İçeriye giren Meriç ve Baran'a baktım. Baran sayesinde herşeyi anladığını fark ettim. "İtalya'ya kim kim gideceğiz?" Burayı da bırakamazdık. Meriç Baran ile Ece'ye baktı. "Bence Ece bize burda ki bilgileri aktarsın. Baran da şimdilik benim yapmam gereken işleri halleder. İkimiz gideriz." Başım ile onayladım. "Ben uçak bileti alayım." Ece bilgisiyarına yöneldi. "Gerek yok bizim uçakla giderler." Baran'a baktım. "Bizim uçak derken?" Sorduğum soru saçma olabilirdi. Sonuçta bir örgüt liderinin uçağının olması normaldi.

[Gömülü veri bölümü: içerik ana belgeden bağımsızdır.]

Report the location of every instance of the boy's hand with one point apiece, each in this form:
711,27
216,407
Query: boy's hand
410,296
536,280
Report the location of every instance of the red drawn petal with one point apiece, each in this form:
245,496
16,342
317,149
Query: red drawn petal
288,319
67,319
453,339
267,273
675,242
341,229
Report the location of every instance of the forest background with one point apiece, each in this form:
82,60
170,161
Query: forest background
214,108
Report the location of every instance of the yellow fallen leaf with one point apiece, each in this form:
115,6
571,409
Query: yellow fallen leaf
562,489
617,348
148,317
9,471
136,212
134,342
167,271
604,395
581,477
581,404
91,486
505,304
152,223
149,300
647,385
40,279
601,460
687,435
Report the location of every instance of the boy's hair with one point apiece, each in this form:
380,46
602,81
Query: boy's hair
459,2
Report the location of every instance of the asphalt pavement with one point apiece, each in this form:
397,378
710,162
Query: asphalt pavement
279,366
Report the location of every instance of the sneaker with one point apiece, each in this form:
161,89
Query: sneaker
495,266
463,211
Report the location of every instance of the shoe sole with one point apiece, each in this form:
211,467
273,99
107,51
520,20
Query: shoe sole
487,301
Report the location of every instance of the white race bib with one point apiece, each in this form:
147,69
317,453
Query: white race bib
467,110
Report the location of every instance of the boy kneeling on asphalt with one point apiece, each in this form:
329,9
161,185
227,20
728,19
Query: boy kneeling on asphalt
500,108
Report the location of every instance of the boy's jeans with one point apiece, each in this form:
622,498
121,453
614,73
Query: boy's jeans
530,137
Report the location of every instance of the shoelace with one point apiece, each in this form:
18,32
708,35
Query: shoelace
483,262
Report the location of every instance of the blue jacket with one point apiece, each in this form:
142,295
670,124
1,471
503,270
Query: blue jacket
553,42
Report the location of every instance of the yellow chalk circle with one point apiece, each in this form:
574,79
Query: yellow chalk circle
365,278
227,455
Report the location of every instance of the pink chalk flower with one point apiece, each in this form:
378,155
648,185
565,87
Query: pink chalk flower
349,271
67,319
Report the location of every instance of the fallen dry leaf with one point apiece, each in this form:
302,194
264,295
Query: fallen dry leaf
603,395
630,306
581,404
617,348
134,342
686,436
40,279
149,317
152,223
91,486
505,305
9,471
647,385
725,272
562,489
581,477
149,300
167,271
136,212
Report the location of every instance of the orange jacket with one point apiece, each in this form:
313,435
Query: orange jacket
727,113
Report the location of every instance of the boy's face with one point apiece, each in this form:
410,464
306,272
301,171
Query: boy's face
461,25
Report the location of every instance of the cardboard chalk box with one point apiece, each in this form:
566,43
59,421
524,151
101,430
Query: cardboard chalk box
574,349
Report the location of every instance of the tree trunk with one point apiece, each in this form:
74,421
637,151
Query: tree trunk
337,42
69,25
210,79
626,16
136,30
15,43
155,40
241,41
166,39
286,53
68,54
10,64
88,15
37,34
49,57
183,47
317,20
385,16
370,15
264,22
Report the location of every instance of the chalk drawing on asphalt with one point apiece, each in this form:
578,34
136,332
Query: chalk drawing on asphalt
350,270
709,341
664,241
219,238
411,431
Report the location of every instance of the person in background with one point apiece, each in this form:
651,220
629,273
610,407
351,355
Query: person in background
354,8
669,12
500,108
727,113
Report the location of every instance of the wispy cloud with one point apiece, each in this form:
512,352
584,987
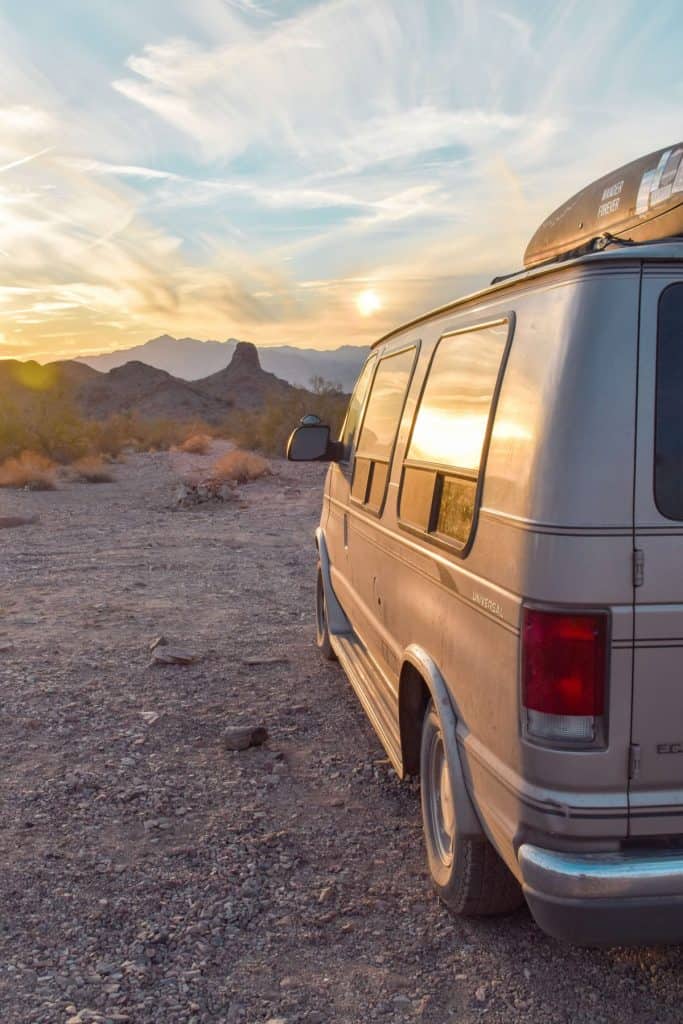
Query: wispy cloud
252,166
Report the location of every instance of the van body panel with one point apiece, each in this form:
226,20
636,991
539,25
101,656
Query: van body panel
555,526
565,501
656,788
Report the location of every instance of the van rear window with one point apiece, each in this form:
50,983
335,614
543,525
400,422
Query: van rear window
669,415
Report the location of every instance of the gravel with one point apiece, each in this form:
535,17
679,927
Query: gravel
152,875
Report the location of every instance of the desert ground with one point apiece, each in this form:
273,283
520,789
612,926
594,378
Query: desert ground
150,873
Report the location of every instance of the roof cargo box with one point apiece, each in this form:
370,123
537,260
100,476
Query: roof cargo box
640,202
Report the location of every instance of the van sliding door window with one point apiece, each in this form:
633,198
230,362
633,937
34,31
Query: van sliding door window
669,414
350,428
443,462
378,433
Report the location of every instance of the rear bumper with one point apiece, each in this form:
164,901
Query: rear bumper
628,898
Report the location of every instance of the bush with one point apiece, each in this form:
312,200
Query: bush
90,469
197,444
239,467
30,470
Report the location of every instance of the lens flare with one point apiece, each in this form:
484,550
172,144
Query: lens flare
368,302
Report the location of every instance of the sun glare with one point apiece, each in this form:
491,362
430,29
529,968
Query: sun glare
368,302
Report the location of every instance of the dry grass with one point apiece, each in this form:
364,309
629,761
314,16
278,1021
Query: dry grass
90,469
197,444
239,466
29,470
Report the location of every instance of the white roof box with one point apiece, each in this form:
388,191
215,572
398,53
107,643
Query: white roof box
640,202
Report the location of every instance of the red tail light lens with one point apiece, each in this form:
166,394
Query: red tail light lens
564,660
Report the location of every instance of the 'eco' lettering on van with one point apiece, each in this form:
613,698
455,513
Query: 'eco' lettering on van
488,603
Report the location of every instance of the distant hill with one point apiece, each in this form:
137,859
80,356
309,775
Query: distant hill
136,387
244,383
191,359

Baran sadece göz kırptı. Meriç konuştu. "Bu akşam yola çıkacağız."

⚔️

Bavulum hazırdı. Odadan çıktım. Ece koltukta oturuyordu. Yanına oturdum. Bana baktı. Yüzünde ki ifade tedirginliğini belli ediyordu. "Küçükken sana bir söz vermiştim." Sözüm ile gözleri doldu. Bunu saklamadı. "Eğer ayrı kalırsak bu bir süre bile olursa olsun." Sözü onun devam etmesi için bekledim. "Kendimizi düşünceğiz bir tehdit olursa fedakarlık yapmayacağız." Sesi titredi. "Bence bu senin için daha iyi bir fırsat Baran ile." Göz kırptım. Gülerken dolan gözlerinde ki yaşlar firar etti.

"Alya sana bir-" hızla ona sarıldım. Nedense ondan ayrılmak gözlerimi yakıyordu. Ama o bunu görmemeliydi. "Öyle birşey olmaz. Çünkü buraya döndüğüm de beni bekleyen bir kardeşim var." Tebessüm ettiğini hissettim. Telefonum çaldığında ayrıldık. Arayan Meriç'ti.

"Efendim."
"Kapının önündeyiz."
"Tamam çıkıyorum."
Telefonu kapattım. Omuzları çökmüş gözleri kızarık bir Ece vardı. "Karşımda böyle bir halde durursan ben gidemem. Aklım sende kalır." Kendini toparlaması gerektiğini fark etti. Hızla omuzlarını dikleştirdi. Ama göz yaşları durmadı. "Neden ağlıyorum ya ben." Titrek nefesi ile onu ayağa kaldırdım. Bir elim ile bavulu diğer elim ile onun elini tuttum.